McGriff though, does feel the nomadic nature of his career -- he has suited up for six different teams -- may cost him some votes. "I haven't played with one team my entire career, I've been caught in a fire sale a couple of times," the veteran slugger explained.  "In San Diego they traded away a lot of good players (in 1993); here in Tampa they did a similar thing (in 2001).  Some things are out of your control."

A New Era

In 1992, while with the San Diego Padres, McGriff led the NL with 35 homeruns.  In today's game, players have been known to reach that total by the All Star break.  McGriff, like many others, is at a loss on why the totals have risen so sharply during the course of his career.
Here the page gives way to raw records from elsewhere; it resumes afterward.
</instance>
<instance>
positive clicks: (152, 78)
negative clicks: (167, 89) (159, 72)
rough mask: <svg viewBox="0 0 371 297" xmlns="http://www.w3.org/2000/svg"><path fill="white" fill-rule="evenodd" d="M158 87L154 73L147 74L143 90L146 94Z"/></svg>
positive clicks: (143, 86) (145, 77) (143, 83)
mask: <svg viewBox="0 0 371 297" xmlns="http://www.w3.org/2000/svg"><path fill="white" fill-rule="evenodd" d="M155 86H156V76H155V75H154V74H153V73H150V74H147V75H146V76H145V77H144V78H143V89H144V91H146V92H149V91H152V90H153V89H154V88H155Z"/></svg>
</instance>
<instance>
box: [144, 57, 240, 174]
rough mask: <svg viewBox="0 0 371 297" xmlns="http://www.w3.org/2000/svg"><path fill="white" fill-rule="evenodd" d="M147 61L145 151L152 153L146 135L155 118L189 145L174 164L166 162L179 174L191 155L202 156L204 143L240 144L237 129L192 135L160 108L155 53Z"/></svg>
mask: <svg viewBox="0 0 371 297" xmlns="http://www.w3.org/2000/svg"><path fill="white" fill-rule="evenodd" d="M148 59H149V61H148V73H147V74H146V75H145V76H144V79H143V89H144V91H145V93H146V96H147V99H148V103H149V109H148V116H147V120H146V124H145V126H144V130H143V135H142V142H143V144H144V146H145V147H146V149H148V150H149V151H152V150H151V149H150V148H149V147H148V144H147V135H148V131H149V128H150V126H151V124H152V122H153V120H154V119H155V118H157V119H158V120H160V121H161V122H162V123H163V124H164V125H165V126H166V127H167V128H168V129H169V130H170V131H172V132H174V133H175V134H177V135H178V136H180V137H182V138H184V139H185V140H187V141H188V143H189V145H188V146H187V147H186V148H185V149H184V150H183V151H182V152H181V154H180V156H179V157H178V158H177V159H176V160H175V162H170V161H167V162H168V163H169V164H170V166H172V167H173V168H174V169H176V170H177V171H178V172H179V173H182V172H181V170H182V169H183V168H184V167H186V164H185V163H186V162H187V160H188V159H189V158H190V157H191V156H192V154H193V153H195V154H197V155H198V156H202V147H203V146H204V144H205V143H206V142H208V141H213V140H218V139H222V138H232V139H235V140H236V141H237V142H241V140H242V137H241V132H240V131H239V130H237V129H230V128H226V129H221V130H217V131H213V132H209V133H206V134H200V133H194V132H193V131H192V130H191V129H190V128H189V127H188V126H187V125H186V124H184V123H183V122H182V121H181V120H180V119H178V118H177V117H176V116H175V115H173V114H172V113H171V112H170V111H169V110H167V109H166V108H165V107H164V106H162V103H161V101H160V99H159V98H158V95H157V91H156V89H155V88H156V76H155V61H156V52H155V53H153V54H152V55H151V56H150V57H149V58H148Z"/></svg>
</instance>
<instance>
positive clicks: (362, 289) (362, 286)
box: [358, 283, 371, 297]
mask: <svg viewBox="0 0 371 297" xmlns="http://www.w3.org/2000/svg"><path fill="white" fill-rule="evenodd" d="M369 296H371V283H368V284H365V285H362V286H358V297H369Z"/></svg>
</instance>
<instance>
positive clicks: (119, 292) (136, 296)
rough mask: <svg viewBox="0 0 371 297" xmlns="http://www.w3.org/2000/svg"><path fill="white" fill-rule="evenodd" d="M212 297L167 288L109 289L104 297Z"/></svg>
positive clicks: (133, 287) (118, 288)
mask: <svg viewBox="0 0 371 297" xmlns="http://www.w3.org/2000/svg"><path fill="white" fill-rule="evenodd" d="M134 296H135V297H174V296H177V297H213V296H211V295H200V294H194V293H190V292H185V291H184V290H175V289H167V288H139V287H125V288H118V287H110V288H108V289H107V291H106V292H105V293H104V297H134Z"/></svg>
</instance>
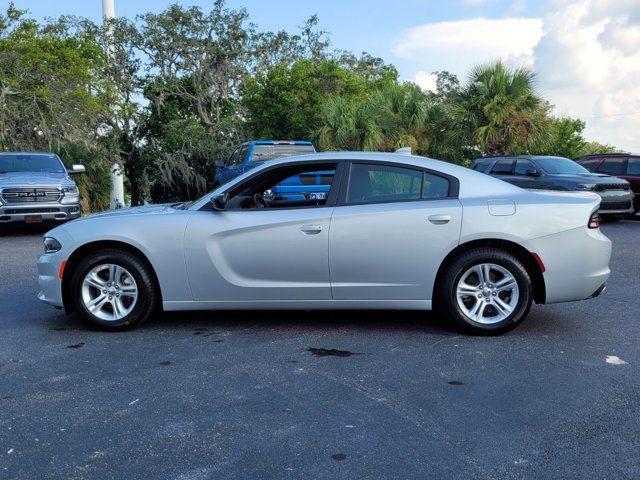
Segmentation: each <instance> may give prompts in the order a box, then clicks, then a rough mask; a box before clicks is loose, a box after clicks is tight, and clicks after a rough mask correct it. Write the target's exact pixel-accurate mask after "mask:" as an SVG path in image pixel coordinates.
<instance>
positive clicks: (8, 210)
mask: <svg viewBox="0 0 640 480" xmlns="http://www.w3.org/2000/svg"><path fill="white" fill-rule="evenodd" d="M33 215H36V216H38V217H40V218H42V221H43V222H56V223H62V222H66V221H68V220H73V219H75V218H79V217H80V215H81V210H80V204H77V203H76V204H71V205H62V204H61V203H30V204H20V205H13V204H7V205H2V206H0V224H3V223H15V222H22V223H24V222H25V221H26V218H27V217H28V216H33Z"/></svg>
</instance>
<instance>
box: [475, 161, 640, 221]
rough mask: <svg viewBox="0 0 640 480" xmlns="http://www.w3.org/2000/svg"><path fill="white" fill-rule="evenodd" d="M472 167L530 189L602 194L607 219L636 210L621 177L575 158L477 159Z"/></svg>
mask: <svg viewBox="0 0 640 480" xmlns="http://www.w3.org/2000/svg"><path fill="white" fill-rule="evenodd" d="M473 169H474V170H477V171H479V172H482V173H486V174H489V175H491V176H494V177H497V178H499V179H501V180H504V181H506V182H509V183H511V184H513V185H517V186H519V187H522V188H527V189H531V190H561V191H591V192H596V193H597V194H598V195H600V197H601V199H602V203H601V204H600V215H601V216H602V217H603V218H605V219H614V218H622V217H626V216H628V215H630V214H632V213H633V197H634V194H633V191H631V189H630V186H629V182H627V181H626V180H622V179H620V178H616V177H611V176H609V175H603V174H600V173H591V172H589V171H588V170H587V169H586V168H584V167H583V166H581V165H578V164H577V163H576V162H574V161H573V160H570V159H568V158H564V157H551V156H514V157H486V158H478V159H476V160H475V161H474V163H473Z"/></svg>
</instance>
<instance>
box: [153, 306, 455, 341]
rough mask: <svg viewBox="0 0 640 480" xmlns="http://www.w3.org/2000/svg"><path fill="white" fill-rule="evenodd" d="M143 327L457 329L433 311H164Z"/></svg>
mask: <svg viewBox="0 0 640 480" xmlns="http://www.w3.org/2000/svg"><path fill="white" fill-rule="evenodd" d="M141 328H144V329H154V328H158V329H167V328H170V329H172V330H183V329H184V330H193V329H194V328H210V329H228V330H246V331H256V330H261V331H264V330H278V331H287V330H291V331H293V330H300V328H305V329H307V330H310V331H329V330H336V329H347V330H368V331H375V330H385V331H386V330H404V331H420V332H423V333H430V334H435V335H457V334H459V333H460V332H459V331H458V330H457V329H455V327H454V326H452V325H451V324H449V323H448V322H446V321H445V320H444V319H442V318H441V317H440V316H438V315H436V314H435V313H433V312H422V311H397V310H396V311H384V310H315V311H308V310H283V311H280V310H268V311H267V310H246V311H202V312H200V311H197V312H163V313H160V314H158V315H156V316H154V318H152V319H150V320H149V321H148V322H146V323H145V324H144V325H142V326H141Z"/></svg>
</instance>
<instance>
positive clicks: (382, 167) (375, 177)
mask: <svg viewBox="0 0 640 480" xmlns="http://www.w3.org/2000/svg"><path fill="white" fill-rule="evenodd" d="M421 190H422V172H421V171H419V170H411V169H409V168H402V167H391V166H387V165H367V164H363V163H354V164H353V165H351V174H350V175H349V188H348V190H347V203H367V202H396V201H399V200H418V199H420V194H421Z"/></svg>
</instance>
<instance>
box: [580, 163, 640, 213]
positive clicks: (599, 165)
mask: <svg viewBox="0 0 640 480" xmlns="http://www.w3.org/2000/svg"><path fill="white" fill-rule="evenodd" d="M576 162H578V163H579V164H580V165H582V166H583V167H584V168H586V169H587V170H589V171H590V172H594V173H605V174H607V175H613V176H616V177H618V178H622V179H624V180H626V181H627V182H629V183H630V184H631V190H633V192H634V193H635V197H634V199H633V209H634V212H635V213H638V212H640V155H633V154H629V153H606V154H600V155H585V156H584V157H581V158H579V159H578V160H576Z"/></svg>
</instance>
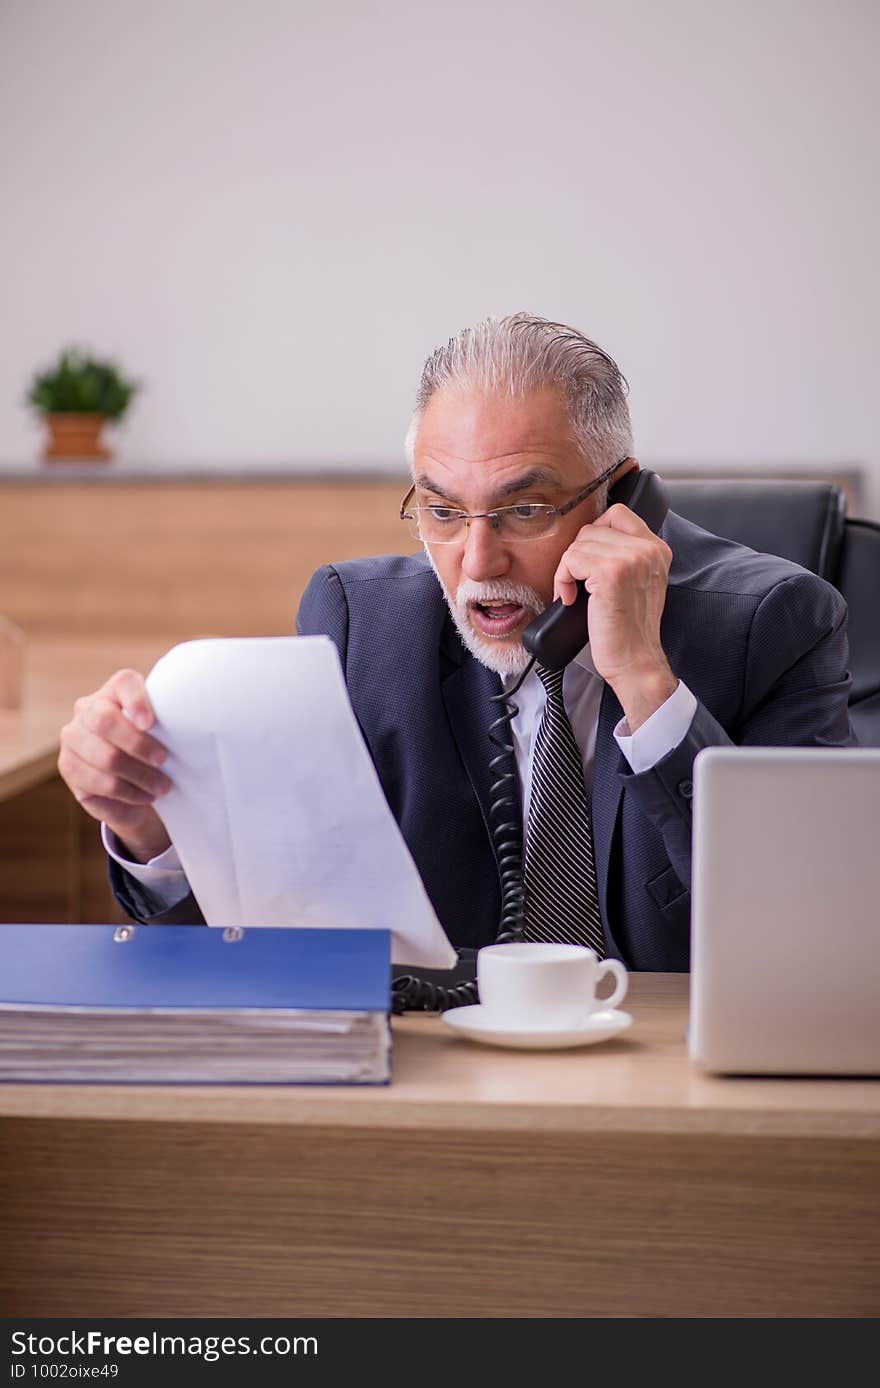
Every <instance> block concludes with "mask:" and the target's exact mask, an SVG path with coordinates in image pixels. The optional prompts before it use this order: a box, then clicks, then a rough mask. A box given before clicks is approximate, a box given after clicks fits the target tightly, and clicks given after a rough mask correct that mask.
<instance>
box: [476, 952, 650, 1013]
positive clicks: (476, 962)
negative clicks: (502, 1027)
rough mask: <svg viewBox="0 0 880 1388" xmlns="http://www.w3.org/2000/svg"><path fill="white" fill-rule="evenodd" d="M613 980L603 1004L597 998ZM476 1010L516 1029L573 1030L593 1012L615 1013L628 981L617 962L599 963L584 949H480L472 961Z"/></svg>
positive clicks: (622, 965)
mask: <svg viewBox="0 0 880 1388" xmlns="http://www.w3.org/2000/svg"><path fill="white" fill-rule="evenodd" d="M608 974H611V976H612V977H614V979H616V984H615V988H614V991H612V992H611V995H609V997H608V998H600V997H598V995H597V991H595V990H597V987H598V984H600V983H601V980H602V979H604V977H607V976H608ZM476 981H477V990H479V995H480V1006H482V1008H483V1010H484V1013H486V1015H487V1016H490V1017H491V1019H497V1020H498V1022H500V1023H508V1024H511V1026H519V1027H559V1029H565V1027H575V1026H579V1024H580V1023H583V1022H586V1020H587V1017H590V1016H591V1015H593V1013H594V1012H598V1010H602V1012H604V1010H608V1009H611V1008H616V1005H618V1004H619V1002H622V1001H623V998H625V997H626V988H627V985H629V976H627V973H626V969H625V967H623V965H622V963H620V962H619V959H602V960H600V959H598V958H597V955H595V951H593V949H587V948H586V945H565V944H541V942H539V941H523V942H522V944H505V945H486V947H484V948H483V949H480V951H479V952H477V956H476Z"/></svg>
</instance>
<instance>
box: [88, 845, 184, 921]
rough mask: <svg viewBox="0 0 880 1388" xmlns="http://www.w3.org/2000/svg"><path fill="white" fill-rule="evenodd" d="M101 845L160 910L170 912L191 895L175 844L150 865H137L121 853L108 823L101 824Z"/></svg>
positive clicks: (151, 858) (163, 852)
mask: <svg viewBox="0 0 880 1388" xmlns="http://www.w3.org/2000/svg"><path fill="white" fill-rule="evenodd" d="M101 843H103V844H104V852H105V854H107V855H108V856H110V858H112V859H114V862H118V863H119V868H124V869H125V872H126V873H128V874H129V876H130V877H133V879H135V880H136V881H139V883H140V884H142V886H143V887H146V890H147V891H149V892H150V895H151V897H154V898H155V901H157V902H158V905H160V911H169V909H171V906H176V904H178V902H179V901H183V898H185V897H186V895H187V894H189V883H187V880H186V873H185V872H183V868H182V866H180V859H179V858H178V849H176V848H175V845H174V844H171V845H169V847H168V848H167V849H165V852H162V854H157V856H155V858H151V859H150V862H149V863H133V862H132V861H130V859H129V858H124V856H122V854H121V852H119V840H118V838H117V836H115V834H114V833H111V830H110V829H108V827H107V824H101Z"/></svg>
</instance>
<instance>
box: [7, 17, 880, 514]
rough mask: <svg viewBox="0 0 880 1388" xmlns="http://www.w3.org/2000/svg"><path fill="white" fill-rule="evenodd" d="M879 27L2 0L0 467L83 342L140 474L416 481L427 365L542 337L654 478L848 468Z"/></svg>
mask: <svg viewBox="0 0 880 1388" xmlns="http://www.w3.org/2000/svg"><path fill="white" fill-rule="evenodd" d="M879 15H880V8H879V7H877V6H876V4H874V3H873V0H765V3H758V0H716V3H712V0H705V3H702V0H661V3H651V0H630V3H619V0H615V3H611V0H608V3H594V0H580V3H577V0H541V3H537V0H536V3H526V4H519V3H508V0H493V3H490V4H479V0H476V3H462V4H458V3H444V4H437V6H430V7H425V6H418V3H414V0H384V3H382V0H373V3H357V0H290V3H282V0H218V3H212V0H150V3H147V0H143V3H132V0H76V3H75V4H71V3H68V0H56V3H51V0H3V3H0V50H1V57H0V64H1V69H0V132H1V133H0V161H1V168H0V175H1V180H0V189H1V196H3V212H1V215H0V239H1V242H3V247H4V254H3V257H1V266H0V273H1V276H3V279H1V282H0V298H1V303H3V319H1V321H3V332H1V333H0V459H3V461H4V462H7V464H8V462H15V461H22V459H26V458H32V457H33V455H35V454H36V451H37V447H39V432H37V429H36V426H35V423H33V422H32V421H31V418H29V415H28V412H26V409H24V408H22V405H21V398H22V394H24V390H25V386H26V382H28V378H29V373H31V371H32V368H33V366H35V365H37V364H40V362H43V361H46V359H49V358H51V357H53V355H54V354H56V351H57V350H58V347H60V346H61V344H62V343H65V341H69V340H75V341H83V343H86V344H90V346H92V347H93V348H96V350H99V351H100V353H115V354H118V357H119V358H121V361H122V362H124V365H126V366H128V368H129V369H130V371H132V372H133V373H136V375H137V376H140V378H143V379H144V380H146V383H147V389H146V390H144V393H143V396H142V398H140V401H139V403H137V404H136V407H135V409H133V411H132V415H130V421H129V423H128V425H126V426H125V429H124V434H122V446H124V450H125V455H126V457H128V458H130V459H137V461H150V462H155V464H157V465H158V464H169V465H171V464H175V462H185V464H197V465H201V464H204V465H208V464H215V462H253V464H261V462H262V464H269V462H282V461H289V462H291V464H301V465H303V466H314V465H328V466H332V465H339V464H347V465H351V464H358V465H364V466H365V468H366V466H400V464H401V457H403V450H401V439H403V433H404V429H405V423H407V416H408V409H409V404H411V398H412V393H414V389H415V383H416V379H418V373H419V369H421V364H422V361H423V358H425V355H426V354H428V351H429V350H430V348H432V347H433V346H434V344H436V343H439V341H440V340H443V339H446V337H447V336H450V333H452V332H455V330H457V329H458V328H461V326H464V325H465V323H468V322H472V321H475V319H477V318H479V316H482V315H483V314H486V312H505V311H509V310H515V308H527V310H532V311H534V312H540V314H545V315H548V316H554V318H562V319H565V321H568V322H570V323H575V325H577V326H579V328H582V329H584V330H586V332H587V333H590V335H591V336H594V337H597V340H598V341H600V343H602V346H605V347H607V348H608V350H609V351H612V353H614V354H615V355H616V358H618V361H619V362H620V366H622V368H623V371H625V372H626V375H627V376H629V379H630V384H632V396H630V401H632V408H633V416H634V423H636V436H637V441H638V451H640V455H641V457H643V458H644V459H645V461H652V462H655V464H662V462H663V461H675V462H677V464H684V465H695V464H700V465H704V464H705V465H723V464H729V462H733V461H737V462H743V464H748V465H754V466H758V465H765V464H772V465H784V464H808V465H830V466H836V465H848V464H859V465H862V466H863V468H865V469H866V472H868V476H869V505H868V508H866V509H868V511H869V514H870V512H873V514H879V512H880V444H879V440H877V428H876V426H874V418H873V415H874V398H876V396H877V389H876V383H874V376H876V353H874V328H876V323H877V319H879V312H877V311H879V308H880V303H879V300H880V291H879V280H877V272H876V264H877V250H879V247H880V226H879V222H880V217H879V194H877V176H876V144H877V129H876V121H874V111H876V105H874V101H876V96H874V86H876V71H877V68H876V64H877V35H879V26H880V25H879Z"/></svg>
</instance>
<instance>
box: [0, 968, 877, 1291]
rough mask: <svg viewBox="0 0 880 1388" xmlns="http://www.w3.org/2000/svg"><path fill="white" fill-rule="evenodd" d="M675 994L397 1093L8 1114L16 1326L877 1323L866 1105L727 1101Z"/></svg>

"Guys are getting stronger....I know the ball parks are more friendly to players that hit homeruns," he offered after crinkling his forehead while considering the topic. Finally, he conceded, "that's a good question."

Although he spent much of his prime playing in an era less conducive to the long ball, McGriff does credit new technology, along with a rigorous workout routine for his longevity.

"I continue to work out every other day -- treadmill, bicycle -- a lot of different exercises," he explained.  "I take advantage of the new technology (which is) developing all the time, they keep coming up with new gadgets, training techniques and so forth."

Not Done Yet

When McGriff hits his 500th homerun, don't expect him to immediately trade his bat in for golf clubs or move up into the broadcast booth.  Even with all the difficulty he had finding a job this season, he still plans on playing in 2005.

"I want to keep going (after this year)," he remarked. "Hopefully, I can find myself a job next year."